Manchin released a statement that supported nine moderate House Democrats who are pushing Speaker Nancy Pelosi, D-Calif., for an immediate vote on the infrastructure bill.
Pelosi has vowed not bring the Senate-passed bipartisan infrastructure bill to a vote until the House takes up the $3.5 trillion reconciliation bill that is being considered.
On Saturday, Pelosi set an Oct. 1 target date for passing the infrastructure and social spending packages.
"The House should put politics aside and do the same [as the Senate]," Manchin said. "With so much uncertainty in the world today, one thing is certain, we must unite and pass a critical priority of the American people — improving our nation's infrastructure.
"It would send a terrible message to the American people if this bipartisan bill is held hostage. I urge my colleagues in the House to move swiftly to get this once in a generation legislation to the president's desk for his signature."
House Democrats returned to Washington on Monday, with leadership wanting to approve a budget blueprint to pass the $3.5 trillion spending plan later this year without Republican support. They then want to leave town as soon as Tuesday, The Hill reported.
Progressives and House leadership have said the bipartisan bill doesn't have the votes to pass unless it's directly tied to larger spending package.
Pelosi, who was expected to bring the budget resolution up on the floor on Tuesday, can afford to lose the backing of only three caucus members. But even if the speaker and the nine moderates resolve their differences and the House approves the budget resolution, Democrats still face an uphill fight in forming a $3.5 trillion package.
Moderate Democrats in both chambers are concerned about the reconciliation bill’s price tag.
In the Senate, Majority Leader Charles Schumer, D-N.Y., needs every member of his caucus on board to pass the legislature.
Both Manchin and Sen.

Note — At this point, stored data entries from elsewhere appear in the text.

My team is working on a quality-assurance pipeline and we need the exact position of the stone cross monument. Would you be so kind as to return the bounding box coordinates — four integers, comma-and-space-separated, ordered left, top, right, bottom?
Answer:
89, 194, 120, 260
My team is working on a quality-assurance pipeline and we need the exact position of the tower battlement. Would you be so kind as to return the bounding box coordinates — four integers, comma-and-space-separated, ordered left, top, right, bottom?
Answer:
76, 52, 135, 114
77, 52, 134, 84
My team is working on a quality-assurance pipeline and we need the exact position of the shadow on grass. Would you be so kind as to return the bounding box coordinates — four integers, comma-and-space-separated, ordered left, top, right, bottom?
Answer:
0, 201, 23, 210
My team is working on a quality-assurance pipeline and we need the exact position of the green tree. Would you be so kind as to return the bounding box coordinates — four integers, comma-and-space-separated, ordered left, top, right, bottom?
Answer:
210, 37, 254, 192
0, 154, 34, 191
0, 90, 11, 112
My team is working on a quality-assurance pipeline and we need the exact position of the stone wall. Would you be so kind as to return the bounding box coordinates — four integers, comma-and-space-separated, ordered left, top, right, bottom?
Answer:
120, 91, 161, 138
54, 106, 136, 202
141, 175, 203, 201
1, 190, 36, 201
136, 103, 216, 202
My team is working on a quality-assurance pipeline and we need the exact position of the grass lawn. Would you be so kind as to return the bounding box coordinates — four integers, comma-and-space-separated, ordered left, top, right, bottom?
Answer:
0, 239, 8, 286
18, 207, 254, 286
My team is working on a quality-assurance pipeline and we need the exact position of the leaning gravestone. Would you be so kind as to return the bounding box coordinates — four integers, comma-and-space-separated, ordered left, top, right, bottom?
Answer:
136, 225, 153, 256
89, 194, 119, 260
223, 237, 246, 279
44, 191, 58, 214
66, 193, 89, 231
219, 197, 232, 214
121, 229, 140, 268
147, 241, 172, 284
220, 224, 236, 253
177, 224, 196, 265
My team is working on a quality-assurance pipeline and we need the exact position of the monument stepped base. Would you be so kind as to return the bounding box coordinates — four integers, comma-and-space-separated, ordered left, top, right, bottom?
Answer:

Kyrsten Sinema, D-Ariz., have expressed objections to the $3.5 trillion bill.
Sinema has signaled that she intended to try to pare down the bill before the Senate returns next month.
Sinema spokesman John LaBombard said Monday that "she will not support a budget reconciliation bill that costs $3.5 trillion" and urged for the Senate's $1 trillion bipartisan bill to be "considered on its own merits."